At the European level, the Nancy Treaty demonstrates a convergence effort between France and Poland, who have managed to articulate a shared position despite occasionally diverging interests regarding the defence industry. Warsaw believes that the priority for European initiatives should be to rapidly strengthen the continent’s military capabilities, including through acquisitions and cooperation with third countries. Moreover, while Poland supports the strengthening of the European defence industry, it wishes to ensure that its own developing DTIB first has time to build capacity through technology transfers, as currently offered by countries such as South Korea.
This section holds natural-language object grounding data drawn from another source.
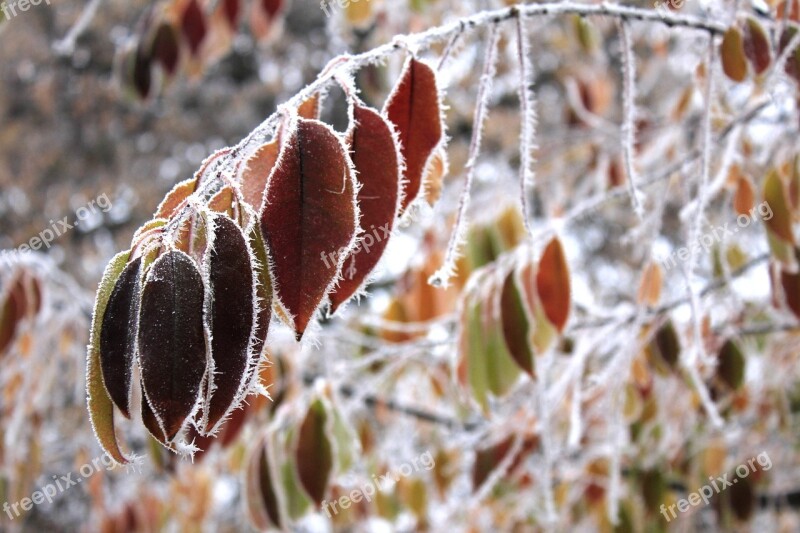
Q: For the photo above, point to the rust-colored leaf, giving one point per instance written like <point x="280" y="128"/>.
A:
<point x="414" y="109"/>
<point x="101" y="408"/>
<point x="757" y="46"/>
<point x="172" y="350"/>
<point x="256" y="173"/>
<point x="309" y="211"/>
<point x="193" y="25"/>
<point x="314" y="453"/>
<point x="175" y="199"/>
<point x="553" y="284"/>
<point x="230" y="313"/>
<point x="734" y="63"/>
<point x="376" y="160"/>
<point x="118" y="336"/>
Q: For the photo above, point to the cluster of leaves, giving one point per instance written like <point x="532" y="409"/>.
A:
<point x="183" y="32"/>
<point x="184" y="314"/>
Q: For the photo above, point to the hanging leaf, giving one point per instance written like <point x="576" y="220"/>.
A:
<point x="314" y="453"/>
<point x="757" y="46"/>
<point x="118" y="336"/>
<point x="553" y="284"/>
<point x="309" y="212"/>
<point x="414" y="108"/>
<point x="172" y="349"/>
<point x="165" y="49"/>
<point x="516" y="324"/>
<point x="230" y="313"/>
<point x="101" y="409"/>
<point x="734" y="63"/>
<point x="175" y="199"/>
<point x="377" y="163"/>
<point x="193" y="25"/>
<point x="731" y="365"/>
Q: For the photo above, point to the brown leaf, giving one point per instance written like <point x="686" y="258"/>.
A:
<point x="553" y="284"/>
<point x="732" y="54"/>
<point x="118" y="336"/>
<point x="413" y="107"/>
<point x="230" y="313"/>
<point x="172" y="349"/>
<point x="309" y="211"/>
<point x="376" y="160"/>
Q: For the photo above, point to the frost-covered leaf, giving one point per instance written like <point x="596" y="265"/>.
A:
<point x="172" y="344"/>
<point x="309" y="211"/>
<point x="230" y="316"/>
<point x="101" y="408"/>
<point x="118" y="336"/>
<point x="414" y="109"/>
<point x="377" y="163"/>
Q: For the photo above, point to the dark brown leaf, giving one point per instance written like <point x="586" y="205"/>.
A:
<point x="413" y="107"/>
<point x="118" y="336"/>
<point x="376" y="160"/>
<point x="309" y="211"/>
<point x="172" y="350"/>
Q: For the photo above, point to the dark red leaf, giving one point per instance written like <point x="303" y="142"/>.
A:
<point x="376" y="162"/>
<point x="118" y="336"/>
<point x="309" y="211"/>
<point x="413" y="107"/>
<point x="230" y="304"/>
<point x="172" y="350"/>
<point x="193" y="25"/>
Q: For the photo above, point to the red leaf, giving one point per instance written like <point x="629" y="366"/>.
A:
<point x="230" y="309"/>
<point x="309" y="211"/>
<point x="118" y="336"/>
<point x="413" y="107"/>
<point x="553" y="284"/>
<point x="193" y="25"/>
<point x="376" y="160"/>
<point x="172" y="350"/>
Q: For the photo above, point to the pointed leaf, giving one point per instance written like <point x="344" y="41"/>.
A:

The Nancy Treaty therefore promotes the “progressive establishment of a European preference by acquiring defence equipment designed and produced by the European DTIB”, “compatible with the development of the Parties’ national defence acquisition programmes”. Reconciling the French and Polish visions of strengthening the European defence industry is ultimately a matter of timing. In the long term, both parties have an interest in reducing strategic dependencies and capability gaps through a more autonomous European DTIB able to “deliver equipment in the quantities and at the accelerated pace required”.
To implement the treaty’s orientations in defence and security, Paris and Warsaw plan to establish a cooperation programme. The effective implementation of the Nancy Treaty will depend on both parties’ ability to turn their political commitments into concrete and lasting cooperation.